Fragilidade no sistema cambial – com controlos administrativos que, embora necessários no curto prazo, comprimem a liquidez em moeda estrangeira e afectam a confiança dos agentes económicos.
Pressões inflacionistas e perda do poder de compra – que agravam a procura por divisas como reserva de valor.
A redução do uso de cartões internacionais, embora possa atenuar a saída imediata de divisas, não resolve o núcleo da crise, que é estrutural e de confiança.
- Propostas e iniciativas inovadoras
3.1. Reforma Cambial com Mecanismos de Mercado Regulados
Implementar um sistema de bandas cambiais ajustáveis, em que o Kwanza flutue dentro de limites predefinidos, permitindo ao BNA intervir para evitar volatilidade extrema. Este modelo, inspirado nas práticas de países como Botswana e Chile, preserva a previsibilidade e reduz expectativas especulativas.

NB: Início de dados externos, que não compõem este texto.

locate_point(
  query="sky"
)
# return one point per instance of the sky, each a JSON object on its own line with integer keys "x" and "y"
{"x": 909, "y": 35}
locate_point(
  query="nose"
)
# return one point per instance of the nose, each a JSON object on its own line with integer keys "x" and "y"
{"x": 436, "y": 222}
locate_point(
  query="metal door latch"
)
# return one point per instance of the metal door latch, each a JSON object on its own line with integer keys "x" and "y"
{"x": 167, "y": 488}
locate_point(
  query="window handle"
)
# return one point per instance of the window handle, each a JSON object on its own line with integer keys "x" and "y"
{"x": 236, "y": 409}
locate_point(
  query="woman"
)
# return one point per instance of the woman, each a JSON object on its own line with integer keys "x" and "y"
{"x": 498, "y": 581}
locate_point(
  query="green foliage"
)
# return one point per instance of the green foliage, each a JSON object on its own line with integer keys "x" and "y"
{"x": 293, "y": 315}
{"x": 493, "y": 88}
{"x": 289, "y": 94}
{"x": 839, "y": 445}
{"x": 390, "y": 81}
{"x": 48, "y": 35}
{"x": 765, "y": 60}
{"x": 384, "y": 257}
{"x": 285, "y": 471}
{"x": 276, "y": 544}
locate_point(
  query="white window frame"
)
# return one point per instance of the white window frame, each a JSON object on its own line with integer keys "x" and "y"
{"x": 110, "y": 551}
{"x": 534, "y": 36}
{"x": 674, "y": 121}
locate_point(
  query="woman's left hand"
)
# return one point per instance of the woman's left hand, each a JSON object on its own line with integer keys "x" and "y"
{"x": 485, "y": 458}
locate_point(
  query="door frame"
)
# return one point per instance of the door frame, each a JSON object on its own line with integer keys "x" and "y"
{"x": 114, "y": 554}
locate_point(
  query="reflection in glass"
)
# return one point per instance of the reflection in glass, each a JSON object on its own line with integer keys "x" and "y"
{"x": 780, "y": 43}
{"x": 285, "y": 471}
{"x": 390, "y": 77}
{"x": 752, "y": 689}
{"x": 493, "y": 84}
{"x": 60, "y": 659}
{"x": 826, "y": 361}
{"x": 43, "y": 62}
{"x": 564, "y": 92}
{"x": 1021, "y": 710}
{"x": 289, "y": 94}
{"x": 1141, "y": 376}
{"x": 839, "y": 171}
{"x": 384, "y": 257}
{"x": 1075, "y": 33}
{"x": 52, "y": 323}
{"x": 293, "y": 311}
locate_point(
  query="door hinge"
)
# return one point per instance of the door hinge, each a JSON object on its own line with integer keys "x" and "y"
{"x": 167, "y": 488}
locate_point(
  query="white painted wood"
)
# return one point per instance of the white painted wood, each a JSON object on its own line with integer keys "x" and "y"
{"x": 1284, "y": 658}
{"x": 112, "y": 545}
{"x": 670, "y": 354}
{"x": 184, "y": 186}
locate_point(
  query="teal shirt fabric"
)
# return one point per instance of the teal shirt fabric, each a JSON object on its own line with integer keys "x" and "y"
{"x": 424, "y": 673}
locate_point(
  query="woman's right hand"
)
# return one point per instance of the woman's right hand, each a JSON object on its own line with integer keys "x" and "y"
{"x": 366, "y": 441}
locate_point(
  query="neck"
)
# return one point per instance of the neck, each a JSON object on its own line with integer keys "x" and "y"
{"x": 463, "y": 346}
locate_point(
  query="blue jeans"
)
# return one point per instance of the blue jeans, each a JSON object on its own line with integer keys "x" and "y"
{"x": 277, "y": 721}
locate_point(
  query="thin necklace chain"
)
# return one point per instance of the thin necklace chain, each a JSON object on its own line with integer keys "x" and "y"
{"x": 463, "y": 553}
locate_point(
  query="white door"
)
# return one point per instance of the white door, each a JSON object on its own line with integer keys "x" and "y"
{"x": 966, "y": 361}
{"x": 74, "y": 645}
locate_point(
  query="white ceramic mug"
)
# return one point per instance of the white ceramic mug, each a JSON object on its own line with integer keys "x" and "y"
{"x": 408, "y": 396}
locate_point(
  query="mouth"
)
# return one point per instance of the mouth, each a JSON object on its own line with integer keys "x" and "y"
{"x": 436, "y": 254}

3.2. Criação de uma Bolsa de Divisas para Exportadores Não Petrolíferos
Estabelecer uma plataforma eletrónica de negociação cambial exclusiva para exportadores agrícolas, mineiros e industriais, garantindo acesso direto a compradores internacionais e incentivando a diversificação das exportações.
3.3. Emissão de Títulos Cambiais Temáticos
O Estado, através do BNA e do Ministério das Finanças, poderia emitir Obrigações Cambiais Temáticas — lastreadas em projetos concretos de exportação (agroindústria, energias renováveis, mineração sustentável) — atraindo capital estrangeiro e permitindo aos investidores receberem parte dos retornos em moeda forte.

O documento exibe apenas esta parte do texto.